Following solid-acid-catalyzed reactions by MAS NMR spectroscopy in liquid phase - Zeolite-catalyzed conversion of cyclohexanol in water

A microautoclave magic angle spinning NMR rotor is developed enabling insitu monitoring of solid-liquid-gas reactions at high temperatures and pressures. It is used in a kinetic and mechanistic study of the reactions of cyclohexanol on zeolite HBEA in 130 °C water. The ¹³Cspectra show that dehydration of 1-¹³C-cyclohexanol occurs with significant migration of the hydroxy group in cyclohexanol and the double bond in cyclohexene with respect to the ¹³C label.

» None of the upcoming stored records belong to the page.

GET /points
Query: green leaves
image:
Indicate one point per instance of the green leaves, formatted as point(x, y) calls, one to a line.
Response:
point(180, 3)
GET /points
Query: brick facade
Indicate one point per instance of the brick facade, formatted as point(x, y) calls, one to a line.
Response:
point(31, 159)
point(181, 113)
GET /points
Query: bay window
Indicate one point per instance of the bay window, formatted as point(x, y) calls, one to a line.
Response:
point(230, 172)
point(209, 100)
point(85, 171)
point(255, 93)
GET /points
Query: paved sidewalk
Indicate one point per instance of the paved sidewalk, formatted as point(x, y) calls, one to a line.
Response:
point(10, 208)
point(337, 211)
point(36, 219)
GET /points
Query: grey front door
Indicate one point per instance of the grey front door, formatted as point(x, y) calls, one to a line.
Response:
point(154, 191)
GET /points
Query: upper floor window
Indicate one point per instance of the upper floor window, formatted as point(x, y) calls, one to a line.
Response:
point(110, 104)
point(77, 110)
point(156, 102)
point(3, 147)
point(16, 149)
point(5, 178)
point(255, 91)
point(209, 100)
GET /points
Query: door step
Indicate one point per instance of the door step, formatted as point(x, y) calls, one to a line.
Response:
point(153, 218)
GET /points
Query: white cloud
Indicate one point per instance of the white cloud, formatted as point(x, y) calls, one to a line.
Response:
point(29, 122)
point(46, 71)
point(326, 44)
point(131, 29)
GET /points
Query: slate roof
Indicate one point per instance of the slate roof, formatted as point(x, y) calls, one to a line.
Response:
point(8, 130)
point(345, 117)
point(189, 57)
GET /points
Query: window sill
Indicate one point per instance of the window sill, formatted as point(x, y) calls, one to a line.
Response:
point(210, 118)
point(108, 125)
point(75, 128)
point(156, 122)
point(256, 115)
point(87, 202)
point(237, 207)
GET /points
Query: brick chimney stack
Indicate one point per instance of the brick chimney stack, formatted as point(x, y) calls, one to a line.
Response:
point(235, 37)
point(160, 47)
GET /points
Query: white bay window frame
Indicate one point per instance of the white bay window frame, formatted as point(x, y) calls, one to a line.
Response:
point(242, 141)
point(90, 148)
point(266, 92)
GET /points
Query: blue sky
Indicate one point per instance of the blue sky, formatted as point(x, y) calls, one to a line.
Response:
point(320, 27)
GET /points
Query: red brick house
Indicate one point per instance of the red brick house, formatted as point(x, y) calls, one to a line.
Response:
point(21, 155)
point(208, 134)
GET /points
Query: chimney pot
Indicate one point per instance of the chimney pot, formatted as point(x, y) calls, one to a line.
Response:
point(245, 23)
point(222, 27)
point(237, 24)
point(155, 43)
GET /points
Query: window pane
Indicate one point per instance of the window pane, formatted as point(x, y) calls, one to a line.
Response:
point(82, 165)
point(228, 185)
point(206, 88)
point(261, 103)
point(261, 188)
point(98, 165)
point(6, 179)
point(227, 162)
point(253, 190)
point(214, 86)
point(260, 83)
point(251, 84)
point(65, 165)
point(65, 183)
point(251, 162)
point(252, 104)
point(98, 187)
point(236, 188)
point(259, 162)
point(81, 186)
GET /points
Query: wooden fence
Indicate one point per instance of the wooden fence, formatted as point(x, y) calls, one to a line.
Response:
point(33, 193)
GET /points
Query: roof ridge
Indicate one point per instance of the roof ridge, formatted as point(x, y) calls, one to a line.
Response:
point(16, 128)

A simplified kinetic model shows the E1-type elimination fully accounts for the initial rates of 1- ¹³C-cyclohexanol disappearance and the appearance of the differently labeled products, thus suggesting that the cyclohexyl cation undergoes a 1,2-hydride shift competitive with rehydration and deprotonation. Concurrent with the dehydration, trace amounts of dicyclohexyl ether are observed, and in approaching equilibrium, a secondary product, cyclohexyl-1-cyclohexene is formed. Compared to phosphoric acid, HBEA is shown to be a more active catalyst exhibiting a dehydration rate that is 100-fold faster per proton. Hot analysis: The catalytic conversion of cyclohexanol on zeolite HBEA in hot liquid water leads to dehydration as well as alkylation products. A novel microautoclave suitable for application in magic angle spinning (MAS) NMR at high temperatures has been successfully applied to obtain new insight into the mechanistic pathway leading to an understanding of the reactions under selected experimental conditions.